The lower demand for heating means the region's storage facilities, which were filled to the brim last year, might remain well-stocked at the end of this winter. That's likely to keep gas prices in check next spring, helping to pull down inflation.
The situation could still become challenging ahead of next winter. Having spent hundreds of billions of euros last year scouting for alternatives to Russian energy and shielding consumers, Europe might struggle to once again fill up its storage facilities.
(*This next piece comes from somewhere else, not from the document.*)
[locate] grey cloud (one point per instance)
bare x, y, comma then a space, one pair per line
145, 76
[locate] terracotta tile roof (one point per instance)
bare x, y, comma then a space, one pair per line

The competition for liquefied natural gas will be especially tough as China reopens and traditional Asian buyers like Japan and Korea start looking for more sources of energy.
Nolting said energy remains the main risk factor for the region, "coupled with a possible shortage of gas in winter 2023/2024."
Geopolitical tensions, technology war
Military and political tensions will continue to remain among the biggest risks to the economy, much like in 2022. While there is no end in sight to Russia's war in Ukraine, US-China frictions over Taiwan, the world's top semiconductor manufacturer, and soaring tensions in the Korean Peninsula amid North Korea's missile testing are likely to keep investors on their toes this year.
"Solutions to end Russia's invasion of Ukraine remain elusive. This in turn means no solutions to the knock-on effects of this conflict on areas such as migration movements, global supplies of fossil energy commodities and food; and potential geopolitical shifts extending far beyond the region," said Nolting.
The battle for technological supremacy between the US and China might get more intense in 2023. Last year, Washington banned the transfer of advanced US semiconductor technology to China.
"A trade conflict has now morphed into an effort to set the applicable long-term standards in highly important fields such as 5G, artificial intelligence and chips," said Nolting. "Success will expand the country's power base over the long term. So both sides will not want to yield ground easily."